Tuesday, July 15, 2025

Multimillionaires wealth has grown incredibly – we need a wealth tax – Brian Leishman MP

“It is preposterous that in the sixth largest economy in the world that people on full time wages are depending on the generosity of others… in order to survive.”

By Brian Leishman MP

From the outset, let us be blunt. Under the current leadership, the Labour Party’s commitment to redistributing power and wealth in government has been, diluted.

In Treasury Questions, the Chancellor and her ministerial team point to non-dom status being replaced and the scrapping of tax relief and the imposition of VAT for private schools as their efforts at making “those with the broadest shoulders” pay their share.

While I agree with the Chancellor’s actions on these issues, it really is the bare minimum the government could and should do.

The truth is that the monies raised by these actions will not come remotely close to go about equalising society and making Britain a genuinely fairer place.

Whether the governments timidity in going about trying to make society more equal is down to a lack of political ability or whether it is against our Cabinet’s political ideology is a debate for another article.

But what is undeniable is that over the last decade and a half Britain has become an incredibly unequal society.

The 2010s have been, accurately, described as the decade that the rich won. As every accountant knows, what goes in the credit column, there must also be an entry in the debit side too.

In 2010, 30,000 people needed an emergency food parcel to get by but now, that figure is over 3,000,000 people, and rising. Nearly 80 per cent of people reliant on foodbanks to survive, are in work.

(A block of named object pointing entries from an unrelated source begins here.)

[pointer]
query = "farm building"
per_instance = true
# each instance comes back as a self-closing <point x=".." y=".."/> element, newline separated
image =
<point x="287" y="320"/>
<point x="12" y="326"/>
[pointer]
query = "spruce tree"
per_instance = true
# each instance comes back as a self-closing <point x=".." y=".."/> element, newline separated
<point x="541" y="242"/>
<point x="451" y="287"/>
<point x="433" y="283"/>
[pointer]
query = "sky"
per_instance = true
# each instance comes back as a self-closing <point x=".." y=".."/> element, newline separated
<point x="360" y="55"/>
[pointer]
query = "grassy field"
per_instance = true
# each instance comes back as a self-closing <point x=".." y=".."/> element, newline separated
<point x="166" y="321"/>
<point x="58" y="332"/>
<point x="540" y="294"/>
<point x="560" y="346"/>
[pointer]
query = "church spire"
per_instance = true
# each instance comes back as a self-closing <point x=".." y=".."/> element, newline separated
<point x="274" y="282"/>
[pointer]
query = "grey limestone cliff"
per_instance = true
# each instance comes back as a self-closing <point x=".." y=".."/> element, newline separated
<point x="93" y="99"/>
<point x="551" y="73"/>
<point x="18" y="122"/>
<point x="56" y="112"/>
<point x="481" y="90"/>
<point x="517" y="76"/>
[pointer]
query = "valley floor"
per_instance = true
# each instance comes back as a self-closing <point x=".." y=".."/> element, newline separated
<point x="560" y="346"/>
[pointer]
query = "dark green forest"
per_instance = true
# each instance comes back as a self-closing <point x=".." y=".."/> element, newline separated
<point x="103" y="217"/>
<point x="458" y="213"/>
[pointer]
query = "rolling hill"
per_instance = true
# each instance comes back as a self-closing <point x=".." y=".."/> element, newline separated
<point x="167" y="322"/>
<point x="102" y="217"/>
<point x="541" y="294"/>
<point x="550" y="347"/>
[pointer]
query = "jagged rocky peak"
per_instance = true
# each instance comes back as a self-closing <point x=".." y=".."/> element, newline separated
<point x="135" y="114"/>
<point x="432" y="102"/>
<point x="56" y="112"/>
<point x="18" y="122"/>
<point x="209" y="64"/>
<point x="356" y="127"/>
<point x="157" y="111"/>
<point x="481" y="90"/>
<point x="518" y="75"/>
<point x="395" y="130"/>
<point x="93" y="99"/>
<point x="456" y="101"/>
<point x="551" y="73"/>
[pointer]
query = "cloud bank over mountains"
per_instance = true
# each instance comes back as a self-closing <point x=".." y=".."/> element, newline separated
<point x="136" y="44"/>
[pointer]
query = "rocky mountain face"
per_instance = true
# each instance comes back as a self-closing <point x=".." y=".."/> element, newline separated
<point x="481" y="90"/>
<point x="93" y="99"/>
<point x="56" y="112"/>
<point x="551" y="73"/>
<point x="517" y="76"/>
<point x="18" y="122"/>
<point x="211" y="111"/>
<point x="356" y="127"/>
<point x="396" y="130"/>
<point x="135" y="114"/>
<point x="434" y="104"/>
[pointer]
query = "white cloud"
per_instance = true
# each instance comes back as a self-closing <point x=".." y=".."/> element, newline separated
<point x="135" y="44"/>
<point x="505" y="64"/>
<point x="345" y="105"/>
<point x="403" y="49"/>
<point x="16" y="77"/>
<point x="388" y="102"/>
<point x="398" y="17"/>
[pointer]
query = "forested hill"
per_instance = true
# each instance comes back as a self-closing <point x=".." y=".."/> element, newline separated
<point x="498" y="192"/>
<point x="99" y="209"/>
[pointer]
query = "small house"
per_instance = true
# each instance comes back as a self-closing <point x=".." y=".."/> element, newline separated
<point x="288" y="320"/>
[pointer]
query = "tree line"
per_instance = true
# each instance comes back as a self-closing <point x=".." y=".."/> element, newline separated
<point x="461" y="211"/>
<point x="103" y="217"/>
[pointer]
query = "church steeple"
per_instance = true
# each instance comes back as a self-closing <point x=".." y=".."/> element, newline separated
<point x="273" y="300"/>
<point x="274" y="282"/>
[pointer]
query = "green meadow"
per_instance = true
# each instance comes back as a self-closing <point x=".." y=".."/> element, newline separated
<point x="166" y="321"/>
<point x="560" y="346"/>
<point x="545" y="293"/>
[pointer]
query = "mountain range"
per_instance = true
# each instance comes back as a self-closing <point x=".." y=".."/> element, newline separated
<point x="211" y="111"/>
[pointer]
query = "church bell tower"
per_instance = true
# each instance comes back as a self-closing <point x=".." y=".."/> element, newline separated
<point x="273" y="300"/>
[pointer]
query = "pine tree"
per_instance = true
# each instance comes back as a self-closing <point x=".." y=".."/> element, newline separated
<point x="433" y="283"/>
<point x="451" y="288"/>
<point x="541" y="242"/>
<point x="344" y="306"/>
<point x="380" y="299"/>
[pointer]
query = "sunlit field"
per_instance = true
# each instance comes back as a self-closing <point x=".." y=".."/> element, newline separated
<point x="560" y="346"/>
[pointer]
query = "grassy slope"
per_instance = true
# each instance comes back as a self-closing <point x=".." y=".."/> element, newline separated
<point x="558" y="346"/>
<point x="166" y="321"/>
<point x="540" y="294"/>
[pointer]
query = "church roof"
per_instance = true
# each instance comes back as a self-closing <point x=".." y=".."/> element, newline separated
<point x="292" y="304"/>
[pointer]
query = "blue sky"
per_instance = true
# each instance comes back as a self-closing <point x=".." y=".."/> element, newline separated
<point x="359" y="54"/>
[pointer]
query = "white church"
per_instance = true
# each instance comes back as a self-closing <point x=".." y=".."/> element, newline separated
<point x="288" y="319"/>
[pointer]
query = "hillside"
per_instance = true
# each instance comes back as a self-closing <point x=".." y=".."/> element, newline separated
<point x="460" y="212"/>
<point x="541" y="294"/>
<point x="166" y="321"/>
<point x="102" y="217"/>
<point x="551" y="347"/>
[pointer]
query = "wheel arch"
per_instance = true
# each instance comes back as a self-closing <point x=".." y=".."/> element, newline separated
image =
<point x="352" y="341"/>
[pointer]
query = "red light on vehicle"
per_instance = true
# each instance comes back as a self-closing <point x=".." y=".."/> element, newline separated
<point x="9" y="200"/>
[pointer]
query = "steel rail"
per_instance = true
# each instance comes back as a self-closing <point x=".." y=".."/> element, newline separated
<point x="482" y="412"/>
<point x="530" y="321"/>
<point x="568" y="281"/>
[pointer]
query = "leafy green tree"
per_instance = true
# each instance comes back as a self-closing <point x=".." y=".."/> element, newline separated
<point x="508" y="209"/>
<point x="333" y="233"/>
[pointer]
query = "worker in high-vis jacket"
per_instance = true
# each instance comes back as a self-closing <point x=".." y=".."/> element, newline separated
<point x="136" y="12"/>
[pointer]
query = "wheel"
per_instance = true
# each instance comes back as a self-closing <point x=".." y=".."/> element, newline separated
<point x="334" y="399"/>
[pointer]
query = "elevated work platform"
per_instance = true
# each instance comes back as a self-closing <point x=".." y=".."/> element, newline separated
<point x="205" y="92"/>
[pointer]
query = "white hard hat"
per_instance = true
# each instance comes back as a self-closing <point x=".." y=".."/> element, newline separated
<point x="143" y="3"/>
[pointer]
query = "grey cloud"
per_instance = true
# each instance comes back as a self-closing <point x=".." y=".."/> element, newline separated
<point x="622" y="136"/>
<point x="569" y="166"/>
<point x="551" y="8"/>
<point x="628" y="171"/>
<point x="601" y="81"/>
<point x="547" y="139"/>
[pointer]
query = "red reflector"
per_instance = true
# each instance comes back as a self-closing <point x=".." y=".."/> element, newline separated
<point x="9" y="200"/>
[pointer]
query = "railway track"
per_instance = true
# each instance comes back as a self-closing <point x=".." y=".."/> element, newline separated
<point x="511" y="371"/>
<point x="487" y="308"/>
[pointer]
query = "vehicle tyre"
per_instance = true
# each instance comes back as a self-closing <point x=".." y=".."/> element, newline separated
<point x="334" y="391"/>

While the very richest, the multi-millionaire class benefited from tax cuts and their wealth growing at incredible rates, we saw the creation of a new strata of society – the in-work poor.

It is utterly preposterous that in the sixth largest economy in the world that people on full time wages are depending on the generosity of others, donated food and other supplies to community and nationwide organisations, in order to survive.

The politics of austerity have largely contributed to this awful set of living circumstances and gross inequality, and nothing sums that up more than the dire state of our nation’s health – the difference between the life expectancy of the richest and the poorest is 13 years in Scotland.

Of course, it is not just austerity that has immiserated communities. We also had a global pandemic that has contributed to wealth inequality.

The wealthiest saw their fortunes grow while ordinary people had to spend more of their reduced income on the essentials required to live.

And if austerity and a pandemic were not bad enough, we then had, and still have, corporations making obscene profits at the public’s expense. This corporate greed being neatly packaged as the “cost of living crisis”.

This crisis is a manufactured set of circumstances that’s dual goal was the accumulation of profit and the ongoing degradation of the British working class.

The fact that it has been allowed to carry on unabated is a damning indictment of our country’s political class.

A decade and a half of suppression to wages with workers being held hostage to zero hours contracts and other methods of exploitation will not be overcome immediately, but to the government’s credit, it has made inroads with the Employment Rights Bill.

But again, like addressing non-doms and private schools’ charitable status, this is just a start.

My Labour colleagues in Parliament need to understand that cuts do not grow the economy. The last decade and a half have proved that.

There is an alternative to austerity.

Let us look at raising revenues.

The introduction of an annual wealth tax of 2% on multi-millionaires with assets over £10 million would generate in the region of £24 billion per annum.

The argument that those with generational wealth will leave the country has been proved for what it is – scaremongering.

The fact is that the vast majority of those people that would be impacted with this tax agree that inequality is out of control.

They agree that they should foot the bill. They agree that everyone should have good public services, an education system that gives opportunity and a health service and welfare system that properly looks after people.

By improving people’s living standards, by providing a well-funded and caring education and welfare system, we can create a more equal society and grow our economy at the same time.

Workers are more productive when they do not stress over making ends meet every day, week and month.

Young people will become more skilled in the world of work if they are allowed to grow up and learn in a supportive and encouraging environment. We need to show them that we can create a brighter future for them, leaving behind a planet that is not headed to a climate catastrophe.

When the Prime Minister said his government must go further and faster he was right, but that must be applied to the redistribution of wealth and power across society.